Around the world, an estimated one billion people live on less than US$1 per day, according to UN figures. In sub-Saharan Africa, nearly one-third of the region's 750 million people live in extreme poverty, frequently without access to clean water, decent schools, health care facilities or flushing toilets. An open sewer flowed alongside the site of the Nairobi event.

Last year, 24 million people from 87 countries around the world stood up against poverty, with India leading Asians with nine million people, followed by Nepal with three million and the Philippines with 2.4 million. Organisers hoped to exceed those numbers yesterday.

Organisers say that 50,000 people die each day from preventable causes linked to poverty and they called on participants to help fight the underlying causes.

In India, the Women's Tribunal Against Poverty, an umbrella group of women activists from the country's most marginalised communities, gathered 400 activists in New Delhi to discuss their experiences of poverty and their demands from the government.

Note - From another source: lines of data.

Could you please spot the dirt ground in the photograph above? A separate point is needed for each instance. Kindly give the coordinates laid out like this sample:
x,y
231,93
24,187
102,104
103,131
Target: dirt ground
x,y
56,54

The participants, dressed in brightly coloured traditional dresses, chanted, "We will fight and we will win," and "Long live women's power".

In the Bangladeshi capital, Dhaka, hundreds of volunteers joined Mayor Sadeque Hossain at a rally in front of city hall, to call for an end to poverty. Anti-poverty rallies, concerts, and fairs were held elsewhere across the populous country, where most people still live on less than a dollar a day.